Microsoft knows that it’s basically lost on mobile, but the company thinks that with Windows 10 on the desktop is going to change the game for Windows Phone, CEO Satya Nadella told ZDNet in an interview.
“The fundamental truth for developers is they will build if there are users. And in our case the truth is we have users on desktop,” Nadella says.
The other ugly truth here is that Windows Phone, Microsoft’s late-to-market (but still pretty good) phone platform, has only three per cent market share — which created a vicious cycle of developers not bothering to write Windows Phone apps, because of a low installed base, which was created by a lack of apps.
But Nadella says Windows 10 on desktop — with its goal of hitting one billion computers — is going to drive more developers to create more apps that people just have to have on their phones, too. And Windows Phone will be the easiest and best way for them to get those apps.
A key part of Microsoft’s Windows 10 strategy hinges on “universal apps”: apps that a developer can write once, and have it run on any Windows 10 device, from the desktop to Xbox to HoloLens, with minimal changes to the code — hopefully breaking that vicious cycle.
“Even if you want to come to Windows because of HoloLens, you want to come to it because of Xbox, you want to come to the desktop, all those get you to the phone,” Nadella says.
“And by the way, when we hook them on that, we have a phone app,” Nadella says. It’s actually why Windows 10 features a more streamlined Start menu, Nadella says: It’s about putting the Windows Store front-and-center.

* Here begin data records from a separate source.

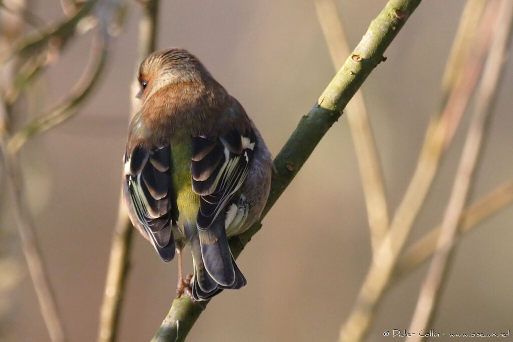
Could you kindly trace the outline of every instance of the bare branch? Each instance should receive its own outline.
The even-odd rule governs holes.
[[[137,81],[139,65],[155,50],[157,38],[159,0],[146,0],[141,3],[143,13],[139,22],[138,60],[135,63],[135,75],[130,91],[132,107],[130,118],[135,114],[140,105],[135,98],[140,87]],[[98,341],[113,341],[117,333],[133,234],[133,228],[128,218],[123,194],[121,193],[117,220],[114,227],[105,290],[101,309]]]
[[[30,138],[45,132],[72,117],[80,105],[98,84],[107,61],[108,46],[104,37],[93,40],[90,65],[86,68],[74,90],[56,109],[43,117],[26,125],[15,133],[7,146],[11,153],[15,153]]]
[[[294,133],[274,159],[269,198],[262,218],[269,211],[291,182],[342,109],[383,61],[383,54],[392,42],[420,0],[392,0],[372,21],[362,41],[347,58],[308,115],[300,121]],[[260,229],[260,223],[244,233],[230,239],[234,256],[239,255]],[[206,303],[195,302],[187,295],[175,299],[153,341],[183,341]]]
[[[476,8],[476,10],[480,9]],[[460,25],[465,25],[469,20],[468,16],[472,12],[473,10],[464,12],[465,16],[462,17]],[[481,26],[492,25],[493,22],[490,19],[482,19]],[[478,28],[473,29],[478,30]],[[341,330],[341,341],[360,341],[366,333],[374,311],[389,283],[399,253],[438,171],[446,141],[449,118],[461,115],[460,112],[464,111],[476,86],[484,56],[489,48],[489,44],[485,43],[489,41],[491,34],[490,30],[478,30],[477,32],[479,38],[470,53],[460,55],[465,57],[466,60],[460,63],[466,67],[461,69],[462,74],[458,77],[459,82],[455,83],[452,88],[447,89],[449,92],[443,94],[442,105],[444,109],[441,116],[437,113],[431,119],[413,176],[394,215],[390,229],[378,253],[374,255],[354,307]],[[471,30],[468,33],[473,34]],[[459,40],[455,44],[461,43]],[[457,50],[459,48],[453,48]],[[471,72],[469,72],[471,66],[473,68]]]
[[[315,0],[317,17],[336,70],[349,54],[347,40],[333,0]],[[388,229],[388,211],[376,143],[363,99],[359,89],[346,106],[362,178],[372,250],[377,250]]]
[[[495,104],[507,51],[513,19],[513,2],[502,0],[495,2],[500,6],[493,8],[497,15],[497,26],[492,36],[491,49],[483,73],[483,78],[478,92],[476,109],[469,128],[460,165],[456,173],[449,203],[442,223],[437,250],[435,251],[427,274],[419,296],[410,331],[419,331],[429,324],[439,297],[439,290],[447,270],[448,262],[453,250],[460,216],[461,215],[470,188],[472,175],[477,165],[485,127]],[[489,7],[490,11],[491,6]],[[418,341],[422,337],[418,334],[407,339]]]
[[[28,204],[25,199],[25,189],[19,178],[21,170],[15,155],[7,152],[5,133],[5,131],[2,132],[0,136],[0,150],[5,176],[11,188],[16,227],[28,266],[29,273],[34,284],[40,308],[50,339],[54,341],[64,341],[66,338],[62,321],[35,237],[33,220],[28,210]]]
[[[458,233],[466,233],[483,220],[504,209],[513,202],[513,180],[506,182],[475,203],[461,214]],[[410,272],[433,255],[440,234],[440,226],[410,246],[399,257],[394,270],[393,278],[398,279]]]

But there’s a weird flaw in Nadella’s thinking: Apple and Google both control massive mobile marketshare, meaning that any of those apps (like Airbnb) will probably also have Android and iPhone versions, in addition to the Windows 10 app.

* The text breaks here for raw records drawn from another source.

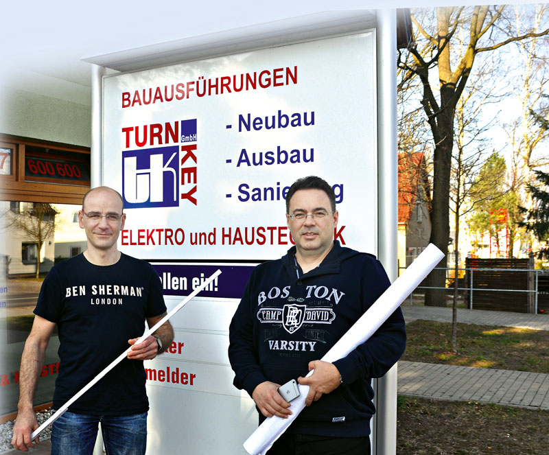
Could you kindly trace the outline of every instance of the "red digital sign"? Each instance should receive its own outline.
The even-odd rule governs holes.
[[[52,183],[73,180],[76,185],[89,185],[90,172],[87,164],[82,161],[25,156],[25,180]]]

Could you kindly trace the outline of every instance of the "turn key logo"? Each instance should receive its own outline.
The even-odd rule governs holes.
[[[124,207],[197,205],[196,119],[122,128]]]

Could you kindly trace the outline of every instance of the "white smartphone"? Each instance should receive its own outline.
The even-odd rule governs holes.
[[[288,381],[284,385],[279,387],[279,393],[288,403],[301,395],[295,380]]]

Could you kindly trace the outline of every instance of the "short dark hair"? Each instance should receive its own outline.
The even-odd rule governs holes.
[[[294,196],[296,191],[300,189],[321,189],[328,196],[330,200],[330,205],[331,206],[332,211],[336,211],[336,194],[334,192],[331,187],[323,178],[317,177],[316,176],[309,176],[308,177],[302,177],[298,178],[290,187],[290,189],[286,193],[286,213],[290,213],[290,200]]]

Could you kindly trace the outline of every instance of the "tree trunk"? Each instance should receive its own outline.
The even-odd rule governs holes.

If the same app is available everywhere, across platforms, there’s not much incentive to go with Windows 10 Mobile, even if you do want that same app.
It’s almost a matter of fantasy vs. reality: On the one hand, Microsoft says that Windows 10 is going to be the most attractive platform for developers, anywhere, and is taking steps to make it easier for them to move their Android and iOS apps to Windows.
On the other, Microsoft is actually taking steps to make it easier for Windows developers to write apps for iOS and Android with moves like its close partnership with app development startup Xamarin. Which isn’t to mention Microsoft’s own commitment to making productivity apps for Apple and Google phones.
So Microsoft may be saying that Windows Phone still has a chance, but its actions suggest it’s hedging pretty strongly in case that doesn’t turn out to be the case.